Le quotazioni del petrolio sono in decisa risalita quest’oggi, dopo i dati sul lavoro negli USA, pubblicati il venerdì scorso, che hanno forse dipinto un quadro più robusto per la prima economia del pianeta. Il prezzo del Brent si porta a ridosso dei 45 dollari a quota 42,90, quello del Wti viaggia sui 42,43 dollari.
Eppure, le scorte di greggio negli USA erano risultate in crescita a 522,5 milioni di barili al 29 luglio scorso, segnalando un persistente eccesso di offerta, nonostante siamo in piena stagione estiva, durante la quale aumentano i consumi di carburante per i maggiori spostamenti degli automobilisti.
Stando a quanto accaduto in tutti gli ultimi 5 anni, i futures per le consegne a settembre, negoziati fino alla metà di questo mese, dovrebbero diminuire rispetto a quelli inerenti le consegne in agosto. Sarà forse anche in prospettiva di un trend apparentemente calante, che nella settimana al 2 agosto si è registrato il record di contratti ribassisti sul greggio con 218.623 unità, il livello più alto dal 2006.

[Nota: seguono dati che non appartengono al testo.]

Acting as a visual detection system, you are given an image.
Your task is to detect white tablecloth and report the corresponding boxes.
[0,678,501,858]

Petrolio USA, scorte elevate
Dunque, ci sarebbe molto pessimismo sul futuro dell’oro nero nelle prossime settimane. Ma allora, come mai i prezzi stanno recuperando nel range 40-45 dollari, dopo essere scesi sotto la soglia dei 40 a inizio agosto? Potremmo, anzitutto, ipotizzare un rimbalzo tecnico: diversi traders potrebbero avere deciso di chiudere le posizioni ribassiste delle settimane precedenti, capitalizzando i guadagni, anche nella convinzione che una discesa dei prezzi ai livelli attuali potrebbe arrestare il ritorno alla produzione di alcuni pozzi americani, ripristinati dopo il rally terminato a giugno.

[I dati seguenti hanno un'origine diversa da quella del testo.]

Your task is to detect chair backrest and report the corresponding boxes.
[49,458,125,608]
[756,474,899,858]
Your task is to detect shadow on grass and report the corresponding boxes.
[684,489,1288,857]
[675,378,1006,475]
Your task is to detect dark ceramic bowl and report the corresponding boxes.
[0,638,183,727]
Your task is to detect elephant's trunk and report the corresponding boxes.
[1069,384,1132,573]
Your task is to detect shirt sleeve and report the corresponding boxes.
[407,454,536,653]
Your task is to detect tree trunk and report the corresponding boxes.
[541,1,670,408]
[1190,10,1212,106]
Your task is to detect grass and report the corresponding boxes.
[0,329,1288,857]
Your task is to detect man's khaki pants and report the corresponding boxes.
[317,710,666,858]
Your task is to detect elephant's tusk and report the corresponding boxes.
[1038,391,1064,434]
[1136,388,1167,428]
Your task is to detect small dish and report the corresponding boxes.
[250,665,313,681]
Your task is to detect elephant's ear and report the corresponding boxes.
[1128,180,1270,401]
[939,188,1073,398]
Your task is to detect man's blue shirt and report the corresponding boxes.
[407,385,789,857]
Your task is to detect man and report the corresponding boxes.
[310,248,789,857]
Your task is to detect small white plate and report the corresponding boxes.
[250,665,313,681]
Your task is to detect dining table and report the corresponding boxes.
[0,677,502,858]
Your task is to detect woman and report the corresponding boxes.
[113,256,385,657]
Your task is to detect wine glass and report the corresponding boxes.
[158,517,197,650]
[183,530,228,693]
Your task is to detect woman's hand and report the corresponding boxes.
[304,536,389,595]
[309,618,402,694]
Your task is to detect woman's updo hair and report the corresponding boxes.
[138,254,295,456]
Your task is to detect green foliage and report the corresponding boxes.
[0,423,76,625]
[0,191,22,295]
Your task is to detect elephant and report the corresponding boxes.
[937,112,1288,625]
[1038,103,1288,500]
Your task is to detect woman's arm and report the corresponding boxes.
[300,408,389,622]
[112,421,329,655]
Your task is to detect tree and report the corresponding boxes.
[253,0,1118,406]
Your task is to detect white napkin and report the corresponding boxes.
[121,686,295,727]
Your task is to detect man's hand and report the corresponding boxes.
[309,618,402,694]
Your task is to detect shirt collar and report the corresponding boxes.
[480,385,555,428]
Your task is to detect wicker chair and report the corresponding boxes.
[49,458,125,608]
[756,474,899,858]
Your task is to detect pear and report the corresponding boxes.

D’altra parte, vero è che i siti estrattivi attivi negli USA sono già saliti a 381 unità, il livello più alto dal marzo scorso, a conferma che diverse compagnie avrebbero aumentato la produzione e/o che pozzi considerati poco o per nulla remunerativi fino all’inizio di quest’anno, dopo il +90% segnato in tre mesi dai prezzi, ora sono nuovamente in funzione.